According to this post, if the position is not at the beginning or end of the string, only a word character ([0-9A-Za-z_])
defines the word boundary.
However, the following code returns something I didn't expect (example derived from this book in the section Dynamically creating RegExp objects)
let name = "dea+hl[]rd";
let text = "dea+hl[]rd is a suspicious character.";
let regexp = new RegExp("\\b(" + name + ")\\b", "gi");
console.log(text.replace(regexp, "_$1_"));
// → dea+hl[]rd is a suspicious character.
Shouldn't the first matched group be dea
because +
is not a word character? I expect the replaced string to be _dea_+hl[]rd is a suspicious character
.
In addition, when I replace it with let name = "";
, the output becomes __dea__+__hl__[]__rd__ __is__ __a__ __suspicious__ __character__.

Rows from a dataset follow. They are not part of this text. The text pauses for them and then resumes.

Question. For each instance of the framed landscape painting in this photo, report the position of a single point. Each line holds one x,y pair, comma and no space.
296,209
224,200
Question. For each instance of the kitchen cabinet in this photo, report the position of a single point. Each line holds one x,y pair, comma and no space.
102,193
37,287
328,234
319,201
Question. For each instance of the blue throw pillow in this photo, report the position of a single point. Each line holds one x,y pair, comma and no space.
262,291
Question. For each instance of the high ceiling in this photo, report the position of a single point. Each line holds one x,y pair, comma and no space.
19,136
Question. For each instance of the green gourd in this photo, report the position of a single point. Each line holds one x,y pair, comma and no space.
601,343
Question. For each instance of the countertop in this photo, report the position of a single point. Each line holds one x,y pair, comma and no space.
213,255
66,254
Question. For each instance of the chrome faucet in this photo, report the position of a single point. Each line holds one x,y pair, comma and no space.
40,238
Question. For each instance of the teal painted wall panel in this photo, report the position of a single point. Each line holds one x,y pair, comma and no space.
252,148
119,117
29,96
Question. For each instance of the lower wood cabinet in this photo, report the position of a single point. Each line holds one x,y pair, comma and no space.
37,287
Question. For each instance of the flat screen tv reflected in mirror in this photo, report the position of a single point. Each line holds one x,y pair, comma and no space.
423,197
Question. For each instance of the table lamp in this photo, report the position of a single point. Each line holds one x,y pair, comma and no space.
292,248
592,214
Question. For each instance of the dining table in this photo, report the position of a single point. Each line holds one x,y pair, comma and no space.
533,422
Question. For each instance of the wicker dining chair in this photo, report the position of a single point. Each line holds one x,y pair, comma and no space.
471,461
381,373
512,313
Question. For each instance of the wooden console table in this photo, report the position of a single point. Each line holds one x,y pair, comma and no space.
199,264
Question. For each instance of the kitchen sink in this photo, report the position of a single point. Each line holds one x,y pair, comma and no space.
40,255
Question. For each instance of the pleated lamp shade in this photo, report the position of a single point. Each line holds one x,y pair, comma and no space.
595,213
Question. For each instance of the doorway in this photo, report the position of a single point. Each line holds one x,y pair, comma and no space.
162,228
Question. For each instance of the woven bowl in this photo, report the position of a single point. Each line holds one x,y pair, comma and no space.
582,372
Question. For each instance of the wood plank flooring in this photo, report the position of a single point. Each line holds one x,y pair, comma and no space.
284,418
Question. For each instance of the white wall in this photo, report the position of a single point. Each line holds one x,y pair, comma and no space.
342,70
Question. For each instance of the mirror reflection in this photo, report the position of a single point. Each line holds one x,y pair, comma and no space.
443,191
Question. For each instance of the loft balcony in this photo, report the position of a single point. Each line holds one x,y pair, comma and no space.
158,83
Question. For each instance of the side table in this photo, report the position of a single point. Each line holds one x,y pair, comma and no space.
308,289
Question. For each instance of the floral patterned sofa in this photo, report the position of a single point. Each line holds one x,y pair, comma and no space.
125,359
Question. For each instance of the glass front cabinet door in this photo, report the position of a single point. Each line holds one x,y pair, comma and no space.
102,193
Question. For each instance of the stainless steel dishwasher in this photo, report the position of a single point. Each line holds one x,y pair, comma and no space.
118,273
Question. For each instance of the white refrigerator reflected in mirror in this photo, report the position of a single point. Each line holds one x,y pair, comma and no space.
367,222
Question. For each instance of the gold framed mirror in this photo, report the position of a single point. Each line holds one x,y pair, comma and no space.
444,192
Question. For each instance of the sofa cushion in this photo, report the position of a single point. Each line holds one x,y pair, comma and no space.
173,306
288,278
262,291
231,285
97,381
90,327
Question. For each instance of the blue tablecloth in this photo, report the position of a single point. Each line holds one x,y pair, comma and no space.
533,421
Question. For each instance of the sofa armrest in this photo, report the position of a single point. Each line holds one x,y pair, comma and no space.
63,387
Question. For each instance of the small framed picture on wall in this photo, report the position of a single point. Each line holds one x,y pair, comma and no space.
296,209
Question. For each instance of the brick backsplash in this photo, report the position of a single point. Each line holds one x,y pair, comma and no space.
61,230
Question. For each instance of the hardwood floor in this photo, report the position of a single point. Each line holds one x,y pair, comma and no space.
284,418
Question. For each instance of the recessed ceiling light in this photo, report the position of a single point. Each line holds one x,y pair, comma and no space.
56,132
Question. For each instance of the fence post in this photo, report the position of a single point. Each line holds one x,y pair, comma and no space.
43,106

Where do the underscores come from?
The corrected code shown in the book is cryptic to me as well
let name = "dea+hl[]rd";
let text = "This dea+hl[]rd guy is super annoying.";
let escaped = name.replace(/[\\[.+*?(){|^$]/g, "\\$&");
let regexp = new RegExp("\\b" + escaped + "\\b", "gi");
console.log(text.replace(regexp, "_$&_"));
// → This _dea+hl[]rd_ guy is super annoying.
How does adding backlashes before the special character affect the word boundary?
To answer my own question (because my question is closed by some irrelevant duplicate), I test my regex on regex101. I didn't try it because RegExp
is not accepted syntax there. Anyway, the reason there is essentially no matching string in the first example is that /\b(dea+hl[]rd)\b/
is not a valid regex. []
is special character denoting a set of characters. There is no way to find some matching string when the regex cannot be evaluated. So text.replace(regexp, "_$1_")
just returns text
.
When name = ""
, underscores come from the fact that $1$
always matches word boundaries. If we mark word boundaries by |
, the word boundaries in text
are |dea|+|hl|[]|rd| |is| |a| |suspicious| |character|.
Finally, escaping special characters does not change the behavior of word boundary. It is just there to make the regex valid for the reasons mentioned above.